磁界とは磁力がはたらく空間のこと。方向は磁力線(N 極から S 極への線)で表す。電流が流れる導線の周りにも磁界ができる。
図1:棒磁石の磁力線(左)と直線電流が作る磁界(右)。
❌ よくある誤解
電磁石はまさにこの性質を利用しており、電流を流すと磁石になり、止めると磁石でなくなる。永久磁石と電流による磁界は、根本的には同じ現象(電子の運動)に由来している。
高校物理では、磁界の強さを数値化した「磁束密度」という量を使い、電流が作る磁界の大きさを、電流の大きさや導線からの距離をもとに計算できるようになる。電気と磁気の統一的な理解(電磁気学)の入り口となる。高校物理の範囲
電磁力とモーター
磁石のそばに置いた導線に電流を流すと、導線がピクッと動く。この「磁界の中を流れる電流が力を受ける」現象を利用して、扇風機やミニ四駆のモーターは回転している。

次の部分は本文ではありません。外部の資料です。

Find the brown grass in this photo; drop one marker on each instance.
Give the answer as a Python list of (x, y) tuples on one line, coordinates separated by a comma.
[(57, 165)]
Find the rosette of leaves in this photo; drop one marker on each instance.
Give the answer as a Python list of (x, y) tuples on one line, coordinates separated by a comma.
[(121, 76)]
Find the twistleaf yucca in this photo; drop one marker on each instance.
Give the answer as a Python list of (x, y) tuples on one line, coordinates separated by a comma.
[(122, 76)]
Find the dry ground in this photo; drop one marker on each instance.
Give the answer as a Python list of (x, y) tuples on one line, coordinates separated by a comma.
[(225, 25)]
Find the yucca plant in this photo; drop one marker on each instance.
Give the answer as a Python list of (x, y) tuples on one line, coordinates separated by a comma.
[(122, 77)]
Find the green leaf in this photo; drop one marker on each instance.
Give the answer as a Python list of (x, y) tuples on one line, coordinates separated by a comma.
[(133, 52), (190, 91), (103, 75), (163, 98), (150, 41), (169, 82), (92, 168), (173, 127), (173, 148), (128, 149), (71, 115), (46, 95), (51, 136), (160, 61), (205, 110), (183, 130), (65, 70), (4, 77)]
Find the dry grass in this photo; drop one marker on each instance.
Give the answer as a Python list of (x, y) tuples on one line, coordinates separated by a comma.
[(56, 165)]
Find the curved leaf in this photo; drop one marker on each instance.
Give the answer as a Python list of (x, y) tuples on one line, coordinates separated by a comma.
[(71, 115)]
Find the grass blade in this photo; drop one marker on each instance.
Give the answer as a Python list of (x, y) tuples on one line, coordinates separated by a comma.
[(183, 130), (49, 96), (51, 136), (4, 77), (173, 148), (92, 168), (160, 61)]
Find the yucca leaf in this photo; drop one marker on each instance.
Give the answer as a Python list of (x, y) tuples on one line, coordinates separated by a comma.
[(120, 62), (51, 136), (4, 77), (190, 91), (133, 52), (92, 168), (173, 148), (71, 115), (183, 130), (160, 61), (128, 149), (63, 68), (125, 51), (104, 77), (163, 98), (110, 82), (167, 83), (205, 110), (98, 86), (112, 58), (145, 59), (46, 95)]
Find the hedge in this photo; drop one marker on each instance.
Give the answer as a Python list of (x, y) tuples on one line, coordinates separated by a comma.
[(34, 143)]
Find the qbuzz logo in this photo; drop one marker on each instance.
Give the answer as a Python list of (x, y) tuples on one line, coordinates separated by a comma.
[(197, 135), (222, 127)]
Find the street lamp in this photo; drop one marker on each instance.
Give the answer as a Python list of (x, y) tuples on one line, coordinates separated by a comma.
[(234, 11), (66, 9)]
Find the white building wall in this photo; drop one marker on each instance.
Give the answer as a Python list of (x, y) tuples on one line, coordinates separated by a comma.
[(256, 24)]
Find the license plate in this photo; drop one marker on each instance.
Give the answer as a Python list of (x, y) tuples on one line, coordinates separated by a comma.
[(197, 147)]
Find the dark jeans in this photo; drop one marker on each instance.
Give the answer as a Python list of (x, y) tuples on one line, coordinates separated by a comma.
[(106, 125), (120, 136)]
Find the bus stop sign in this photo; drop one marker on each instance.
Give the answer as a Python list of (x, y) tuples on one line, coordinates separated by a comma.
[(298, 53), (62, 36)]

磁界の中に電流を流すと力がはたらく——これを電磁力(ローレンツ力)という。モーターはこの原理で回転する。
✋ フレミングの左手の法則
- 人差し指:磁界の向き(N→S)
- 中指:電流の向き
- 親指:力(電磁力)の向き
3本の指を互いに直角にした左手を使う。覚え方:「磁・電・力(じ・でん・りょく)」
❌ よくある誤解
「磁・電・力」の語呂合わせで、人差し指から親指へ向かう順番(磁界→電流→力)を正確に覚える必要がある。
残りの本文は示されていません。